2013 to 2015 — Vitalik Buterin comes up with the concept of this decentralized world computer that he calls Ethereum, conducts an ICO, and launches the mainnet. By 2015 there was a number of cryptocurrencies — note the emphasis — but Ethereum was different. Instead of being a currency, it was more of an infrastructure blockchain, a Turing complete machine that anyone could use to program and conduct the majority of operations that had been relying on centralized entities. And people — myself included — started getting a lot of wrong ideas. As in what if Microsoft, Walmart, Amazon and so on — the big guys — started using the blockchain, and mainly Ethereum. You could do anything on it.
That gave a whole new rise and push to the enterprise blockchain idea. From supply chain management blockchain projects to everything under the sun pertaining to every aspect of major business operations. Putt all the moving parts on the blockchain. And put it on our blockchain. We were the first, we recognized the potential, we as people, individuals — not the corporate suits — invested early and the big business will have to come to us and buy our coins. How were they going to do it? Who cares, probably on an exchange, centralized or decentralized, what matters is we hold the coins that they need.

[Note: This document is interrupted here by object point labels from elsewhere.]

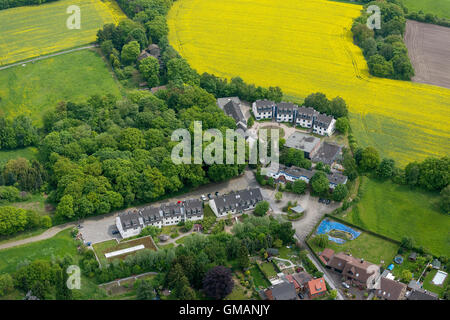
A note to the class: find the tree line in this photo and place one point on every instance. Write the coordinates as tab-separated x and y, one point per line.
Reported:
384	49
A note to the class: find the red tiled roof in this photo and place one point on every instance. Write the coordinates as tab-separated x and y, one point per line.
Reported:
317	286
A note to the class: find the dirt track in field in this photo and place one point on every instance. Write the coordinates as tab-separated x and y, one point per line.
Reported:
429	51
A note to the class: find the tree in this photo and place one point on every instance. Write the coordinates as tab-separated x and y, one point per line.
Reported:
299	186
130	52
65	207
340	192
342	125
278	196
261	208
6	284
370	159
242	257
444	201
149	68
218	282
386	169
321	240
319	182
144	290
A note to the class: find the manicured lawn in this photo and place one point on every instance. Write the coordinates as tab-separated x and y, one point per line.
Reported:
259	279
366	246
37	87
58	246
312	50
397	211
33	31
428	285
111	245
269	269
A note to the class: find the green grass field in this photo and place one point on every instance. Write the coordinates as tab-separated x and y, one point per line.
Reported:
40	86
397	211
441	8
58	246
29	153
33	31
366	246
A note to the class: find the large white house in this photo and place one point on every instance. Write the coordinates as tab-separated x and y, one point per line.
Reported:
130	223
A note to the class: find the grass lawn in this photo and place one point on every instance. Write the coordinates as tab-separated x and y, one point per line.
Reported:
29	153
33	31
269	269
313	50
58	246
259	279
428	285
366	246
397	211
441	8
33	89
111	245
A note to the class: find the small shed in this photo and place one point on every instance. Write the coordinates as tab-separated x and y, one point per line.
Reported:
413	256
298	209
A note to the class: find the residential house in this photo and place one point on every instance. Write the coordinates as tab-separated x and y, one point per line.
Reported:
130	223
263	109
286	112
324	125
305	117
316	288
356	271
235	202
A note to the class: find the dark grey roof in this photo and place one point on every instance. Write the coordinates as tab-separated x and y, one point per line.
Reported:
323	121
286	108
233	110
421	294
327	153
240	200
337	178
193	207
306	113
150	215
129	219
284	291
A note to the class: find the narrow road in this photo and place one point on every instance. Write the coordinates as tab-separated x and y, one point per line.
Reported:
48	56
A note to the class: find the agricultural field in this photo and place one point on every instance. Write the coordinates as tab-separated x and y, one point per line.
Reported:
397	211
429	51
441	8
307	47
32	31
369	247
39	86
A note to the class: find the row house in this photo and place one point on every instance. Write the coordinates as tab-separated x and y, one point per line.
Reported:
288	112
236	202
130	223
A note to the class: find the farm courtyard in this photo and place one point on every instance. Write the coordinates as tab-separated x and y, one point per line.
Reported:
31	31
304	47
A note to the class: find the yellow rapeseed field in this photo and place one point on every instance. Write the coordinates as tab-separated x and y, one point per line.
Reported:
305	46
31	31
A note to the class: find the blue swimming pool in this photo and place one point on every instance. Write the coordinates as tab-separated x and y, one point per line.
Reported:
327	225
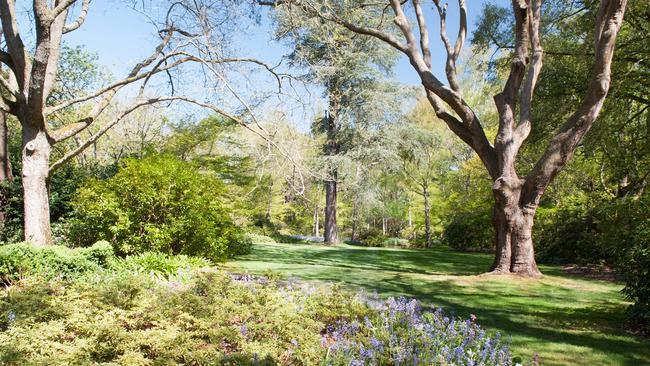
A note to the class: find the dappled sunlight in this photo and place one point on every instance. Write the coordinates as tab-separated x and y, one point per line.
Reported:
559	317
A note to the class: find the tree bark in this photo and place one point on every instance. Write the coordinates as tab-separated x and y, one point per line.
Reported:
427	215
330	230
355	221
36	157
5	164
513	223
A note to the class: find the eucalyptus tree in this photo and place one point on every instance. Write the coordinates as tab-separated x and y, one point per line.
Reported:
516	197
344	64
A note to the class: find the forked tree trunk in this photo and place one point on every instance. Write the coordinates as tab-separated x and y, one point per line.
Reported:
427	215
36	157
330	230
513	224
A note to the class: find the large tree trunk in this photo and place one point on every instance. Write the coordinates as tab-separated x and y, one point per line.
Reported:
316	221
427	215
513	224
5	164
36	158
330	230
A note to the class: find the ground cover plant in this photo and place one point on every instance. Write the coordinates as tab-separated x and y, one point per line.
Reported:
210	317
563	319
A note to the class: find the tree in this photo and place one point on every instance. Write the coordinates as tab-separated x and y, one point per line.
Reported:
343	64
516	197
29	84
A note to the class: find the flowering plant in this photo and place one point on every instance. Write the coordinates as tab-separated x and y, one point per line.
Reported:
401	333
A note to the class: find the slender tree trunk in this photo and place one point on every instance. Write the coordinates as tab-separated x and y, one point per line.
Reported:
269	206
427	215
5	164
513	223
410	213
317	221
36	158
331	149
330	230
355	221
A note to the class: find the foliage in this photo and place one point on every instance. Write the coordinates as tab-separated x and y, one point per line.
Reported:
160	204
63	185
24	259
259	238
400	333
130	319
470	230
159	264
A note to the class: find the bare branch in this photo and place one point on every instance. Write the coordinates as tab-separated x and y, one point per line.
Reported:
83	13
424	33
81	147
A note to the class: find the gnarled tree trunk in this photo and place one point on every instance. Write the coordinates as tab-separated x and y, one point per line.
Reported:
36	157
513	224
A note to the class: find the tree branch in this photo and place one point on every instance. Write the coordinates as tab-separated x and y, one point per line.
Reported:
563	145
83	13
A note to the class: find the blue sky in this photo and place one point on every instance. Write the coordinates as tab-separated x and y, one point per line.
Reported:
121	36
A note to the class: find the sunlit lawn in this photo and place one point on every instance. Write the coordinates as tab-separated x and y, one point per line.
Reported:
565	319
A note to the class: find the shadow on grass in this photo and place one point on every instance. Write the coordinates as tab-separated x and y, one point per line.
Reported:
566	320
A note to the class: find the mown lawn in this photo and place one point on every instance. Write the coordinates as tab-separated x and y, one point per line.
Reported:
565	319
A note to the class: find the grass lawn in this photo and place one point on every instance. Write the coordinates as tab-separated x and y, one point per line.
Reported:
565	319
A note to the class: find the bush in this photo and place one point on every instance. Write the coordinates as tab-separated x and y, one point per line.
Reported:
259	238
159	264
470	231
24	259
132	320
157	204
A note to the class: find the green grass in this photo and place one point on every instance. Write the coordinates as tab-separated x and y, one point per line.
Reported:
565	319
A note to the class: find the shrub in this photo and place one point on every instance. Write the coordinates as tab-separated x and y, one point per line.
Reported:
159	264
157	204
130	319
470	231
24	259
401	334
259	238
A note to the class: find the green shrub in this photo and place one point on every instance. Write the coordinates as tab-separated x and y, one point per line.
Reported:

Well, in 2018 Kaleido — a startup company offering Ethereum enterprise blockchain solutions — has partnered with Amazon. This must have been a dream come true, but it wasn’t. What Amazon is offering on its AWS marketplace is a private Ethereum solution whose only connection to the mainnet is tethering. Other than tethering, there’s no use of ETH. The private networks run without any need of the Ethereum coin that’s trading on exchanges.
J.P. Morgan forked Ethereum is developing its own enterprise blockchain solution.
Walmart is working with IBM to implement the Food Trust blockchain solution.
And the list goes on.
There are still quite a few blockchain projects with tradable coins and individual investors stuck in the enterprise monopsony hell. Their last remaining illusion is that a big enterprise — a partnership — will come and start using that particular startup blockchain solution instead of developing its own. And even if that happened, which still might but not on the grand scale some want to believe, that would create the market monopsony — a situation where there’s one buyer and thus has the power to dictate the price, the complete opposite of monopoly, but equally nightmarish.
The unequivocal brilliance of blockchain is not in replicating and mirroring the centralized economy and world structure. It’s neither about catering to the powers that be, nor about going full-on war with corporations. It’s ultimately about truly owning what you own and operating in the peer-to-peer economy — a network economy.
Blockchain provides true ownership of an asset and the entirety of this vast digital space is the economy where you can operate as an individual.
Cryptocurrency was first and it worked. The great enterprise delusion was second. What comes next is the true Web 3.0 where people operate and it’s all about governance and Decentralized Autonomous Communities and Organizations. Where you used to hear “partnership with BigNameX”, you are going to be studying the governance models that are there and the blockchain projects that deliver them. Although this time you, as a network member first, not as an investor in a monopsony market, are going to be independent. And it’s already started — there’s Cyber Republic, there’s Reddit’s Ethereum experiment, there’s U°Community, and many more.